I heard some interesting thinking and conversation earlier last week, but by Friday the kids were so wound up, I was seriously doubting the quality of presentations we will have next week. I don't know if the rain had them wound up, and if it felt like we should be going to break already. (I say that because my body clock says it's time for a break!)
Oh please, please, please, dear students, work hard in the next two days to firm up your ideas and create a compelling presentations with your arguments of who should stay to build a new civilization and who should go and probably die from a zombie virus. Please do not make me regret having a collaborative project in the days before Winter Break.
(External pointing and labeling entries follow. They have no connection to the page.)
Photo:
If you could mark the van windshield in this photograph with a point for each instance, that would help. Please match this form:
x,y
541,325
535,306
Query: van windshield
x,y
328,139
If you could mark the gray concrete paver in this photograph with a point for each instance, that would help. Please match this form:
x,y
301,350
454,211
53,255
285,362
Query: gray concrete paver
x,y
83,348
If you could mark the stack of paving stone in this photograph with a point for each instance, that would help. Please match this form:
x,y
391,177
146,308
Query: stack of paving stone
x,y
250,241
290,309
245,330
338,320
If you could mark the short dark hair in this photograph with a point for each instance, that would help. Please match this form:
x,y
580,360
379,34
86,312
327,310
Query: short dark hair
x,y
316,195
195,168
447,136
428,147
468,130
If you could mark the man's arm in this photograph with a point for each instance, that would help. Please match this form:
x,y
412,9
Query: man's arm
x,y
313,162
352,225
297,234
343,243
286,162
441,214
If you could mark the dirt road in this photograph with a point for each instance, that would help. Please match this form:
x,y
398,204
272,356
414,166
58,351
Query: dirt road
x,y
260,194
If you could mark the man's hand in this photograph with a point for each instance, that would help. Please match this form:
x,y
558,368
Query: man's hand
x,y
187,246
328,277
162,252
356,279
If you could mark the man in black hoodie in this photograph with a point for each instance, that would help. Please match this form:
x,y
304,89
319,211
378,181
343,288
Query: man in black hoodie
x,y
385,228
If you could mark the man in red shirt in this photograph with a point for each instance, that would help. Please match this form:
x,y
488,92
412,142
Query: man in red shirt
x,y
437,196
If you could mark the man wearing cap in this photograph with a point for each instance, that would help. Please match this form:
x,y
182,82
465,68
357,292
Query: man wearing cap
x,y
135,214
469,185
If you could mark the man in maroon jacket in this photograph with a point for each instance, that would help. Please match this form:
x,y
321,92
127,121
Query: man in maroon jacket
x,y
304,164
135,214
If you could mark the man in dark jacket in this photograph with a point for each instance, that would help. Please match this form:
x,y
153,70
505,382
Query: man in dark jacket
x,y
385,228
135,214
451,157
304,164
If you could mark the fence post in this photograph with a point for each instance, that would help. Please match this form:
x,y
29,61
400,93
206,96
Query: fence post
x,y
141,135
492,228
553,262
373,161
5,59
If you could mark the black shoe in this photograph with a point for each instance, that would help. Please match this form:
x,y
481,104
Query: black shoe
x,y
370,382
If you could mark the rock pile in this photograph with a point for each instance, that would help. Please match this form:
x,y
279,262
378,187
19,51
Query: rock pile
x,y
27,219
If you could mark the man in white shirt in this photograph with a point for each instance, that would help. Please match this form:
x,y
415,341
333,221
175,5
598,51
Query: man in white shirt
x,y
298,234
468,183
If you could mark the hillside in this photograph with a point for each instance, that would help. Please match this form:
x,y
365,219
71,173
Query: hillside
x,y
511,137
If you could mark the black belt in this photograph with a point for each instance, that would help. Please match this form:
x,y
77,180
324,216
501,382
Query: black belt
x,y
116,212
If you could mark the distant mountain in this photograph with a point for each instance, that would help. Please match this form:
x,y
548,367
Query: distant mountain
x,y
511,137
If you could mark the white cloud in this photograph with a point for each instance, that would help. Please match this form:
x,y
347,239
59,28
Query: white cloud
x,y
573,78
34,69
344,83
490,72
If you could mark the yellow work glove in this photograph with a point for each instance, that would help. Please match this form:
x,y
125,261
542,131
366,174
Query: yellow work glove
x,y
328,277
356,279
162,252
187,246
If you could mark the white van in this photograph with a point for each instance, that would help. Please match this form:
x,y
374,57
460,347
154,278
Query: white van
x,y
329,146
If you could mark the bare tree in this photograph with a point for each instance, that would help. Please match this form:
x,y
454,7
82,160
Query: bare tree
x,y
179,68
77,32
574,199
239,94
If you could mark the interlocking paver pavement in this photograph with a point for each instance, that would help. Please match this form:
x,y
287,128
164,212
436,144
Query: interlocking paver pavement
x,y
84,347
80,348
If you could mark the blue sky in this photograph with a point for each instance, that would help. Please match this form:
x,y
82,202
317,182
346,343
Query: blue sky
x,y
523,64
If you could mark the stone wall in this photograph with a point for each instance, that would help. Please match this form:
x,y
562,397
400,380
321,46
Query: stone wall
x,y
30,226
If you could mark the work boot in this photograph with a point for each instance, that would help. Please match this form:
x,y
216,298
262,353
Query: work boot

Seriously. This project sets the tone for next semester.
Oh, oh, oh! Did I mention that this project is also a type of survival challenge? It's true. We've struggled with wifi issues in trying to do research. In this pilot iPad program program, we are still finding ourselves woefully short on connectivity. My students and I are pretty used to this on-going challenge, but as if we were on some sick survival show, as the end of the day on Friday, I found out that students will need to surrender their iPads for a full day sometime this week for updating.
So, dear children, here's your own survival scenario! You're given a in-depth project, which requires research, peer collaboration, and a persuasive presentation. You know there will obstacles. Oh, you got this, aye? We'll see! Here's a roadblock--You watch the Amazing Race, right?--you will need to surrender your devices either on the last day of research or the first day of your presentation. What will you do? Your grade depends on it. Go!
See what I mean?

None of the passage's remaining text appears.